Obama Signs Bill Reducing Cocaine Sentence Gap
President Barack Obama on Tuesday signed a bill reducing the disparity between federal mandatory sentences for convictions for crack cocaine and the powder form of the drug.
Obama's signing of the bill in the Oval Office was open to news photographers but not the rest of the media. He made no remarks.
But as a longtime thorn for the black community, the matter is important to a key Obama constituency.
The quarter-century-old law that Congress changed with the new bill has subjected tens of thousands of blacks to long prison terms for crack cocaine convictions while giving far more lenient sentences to those, mainly whites, caught with powder.
However, the new law is not retroactive.
And it applies only to federal defendants, with no impact on state mandatory sentencing laws. Most drug arrests occur at the state level.
But Monica Pratt, spokeswoman for Families Against Mandatory Minimums, said the states have generally been ahead of the federal government in moving away from mandatory sentences in general.
And Bill Piper, director of national affairs for the Drug Policy Alliance, said most states already treat crack and powder cocaine the same. The significance of the new law, he said, is that prosecutors sometimes kick cases up to the federal level to get harsher sentences and that now will be less likely to happen.

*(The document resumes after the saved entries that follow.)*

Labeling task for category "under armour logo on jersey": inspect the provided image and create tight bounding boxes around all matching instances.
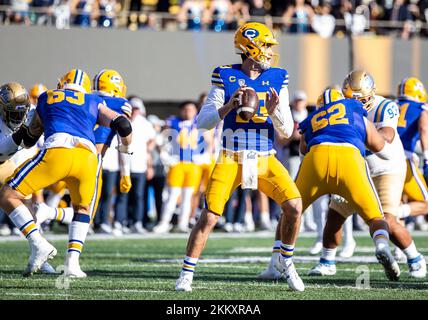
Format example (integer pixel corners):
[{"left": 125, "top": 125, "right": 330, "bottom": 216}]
[
  {"left": 262, "top": 81, "right": 270, "bottom": 86},
  {"left": 243, "top": 29, "right": 259, "bottom": 40}
]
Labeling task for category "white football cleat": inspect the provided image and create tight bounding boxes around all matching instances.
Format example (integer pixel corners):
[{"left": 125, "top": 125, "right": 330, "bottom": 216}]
[
  {"left": 175, "top": 275, "right": 193, "bottom": 292},
  {"left": 309, "top": 241, "right": 323, "bottom": 255},
  {"left": 23, "top": 240, "right": 57, "bottom": 277},
  {"left": 408, "top": 255, "right": 427, "bottom": 279},
  {"left": 375, "top": 246, "right": 400, "bottom": 281},
  {"left": 40, "top": 261, "right": 57, "bottom": 274},
  {"left": 258, "top": 267, "right": 282, "bottom": 280},
  {"left": 275, "top": 257, "right": 305, "bottom": 292},
  {"left": 339, "top": 239, "right": 356, "bottom": 258},
  {"left": 307, "top": 261, "right": 337, "bottom": 276}
]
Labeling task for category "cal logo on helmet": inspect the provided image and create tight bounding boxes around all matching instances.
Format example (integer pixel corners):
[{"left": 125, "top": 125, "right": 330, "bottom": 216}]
[
  {"left": 243, "top": 28, "right": 259, "bottom": 40},
  {"left": 94, "top": 69, "right": 127, "bottom": 98},
  {"left": 234, "top": 22, "right": 279, "bottom": 70}
]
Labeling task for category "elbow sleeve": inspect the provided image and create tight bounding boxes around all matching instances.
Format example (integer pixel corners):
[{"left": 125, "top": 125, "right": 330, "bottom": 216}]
[{"left": 110, "top": 116, "right": 132, "bottom": 137}]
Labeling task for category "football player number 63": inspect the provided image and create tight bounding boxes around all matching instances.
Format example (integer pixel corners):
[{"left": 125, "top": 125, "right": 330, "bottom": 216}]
[
  {"left": 47, "top": 90, "right": 85, "bottom": 106},
  {"left": 311, "top": 103, "right": 349, "bottom": 132}
]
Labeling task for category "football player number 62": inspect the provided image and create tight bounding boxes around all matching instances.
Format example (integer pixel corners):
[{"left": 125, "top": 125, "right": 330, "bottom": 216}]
[
  {"left": 311, "top": 103, "right": 349, "bottom": 132},
  {"left": 47, "top": 90, "right": 85, "bottom": 106}
]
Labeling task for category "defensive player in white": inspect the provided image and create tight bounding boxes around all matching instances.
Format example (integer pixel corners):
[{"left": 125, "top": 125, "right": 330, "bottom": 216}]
[
  {"left": 0, "top": 83, "right": 57, "bottom": 274},
  {"left": 308, "top": 71, "right": 426, "bottom": 279}
]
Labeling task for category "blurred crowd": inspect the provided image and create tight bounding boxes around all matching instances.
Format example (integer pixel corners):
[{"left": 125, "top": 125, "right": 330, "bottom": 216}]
[
  {"left": 1, "top": 89, "right": 427, "bottom": 238},
  {"left": 0, "top": 0, "right": 428, "bottom": 38}
]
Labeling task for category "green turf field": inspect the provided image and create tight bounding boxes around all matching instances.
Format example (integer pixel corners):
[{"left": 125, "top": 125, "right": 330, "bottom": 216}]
[{"left": 1, "top": 233, "right": 428, "bottom": 300}]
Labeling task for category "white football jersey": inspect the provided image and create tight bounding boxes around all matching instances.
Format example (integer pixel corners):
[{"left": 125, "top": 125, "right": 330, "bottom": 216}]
[{"left": 365, "top": 95, "right": 406, "bottom": 177}]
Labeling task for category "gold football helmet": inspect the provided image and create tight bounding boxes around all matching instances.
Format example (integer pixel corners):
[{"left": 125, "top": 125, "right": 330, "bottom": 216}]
[
  {"left": 342, "top": 70, "right": 376, "bottom": 111},
  {"left": 0, "top": 82, "right": 31, "bottom": 130},
  {"left": 59, "top": 69, "right": 91, "bottom": 93},
  {"left": 29, "top": 83, "right": 47, "bottom": 104},
  {"left": 316, "top": 88, "right": 345, "bottom": 109},
  {"left": 397, "top": 77, "right": 427, "bottom": 103},
  {"left": 234, "top": 22, "right": 279, "bottom": 70},
  {"left": 93, "top": 69, "right": 127, "bottom": 98}
]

The measure Obama signed changes a 1986 law that was enacted at a time when crack cocaine use was rampant and considered a particularly violent drug. Under that law, a person convicted of possessing five grams of crack cocaine session got the same mandatory prison term as someone with 500 grams - 100 times - of powder cocaine. The legislation reduces that ratio to about 18-1.
The bill also eliminates the five-year mandatory minimum for first-time possession of crack, the first time since the Nixon administration that Congress has repealed a mandatory minimum sentence. It would not apply retroactively.
In the 2008 campaign, Obama cited figures that blacks serve almost as much time for drug offenses - 58.7 months - as whites do for violent offenses - 61.7 months. He said the wide gap in sentencing "cannot be justified and should be eliminated."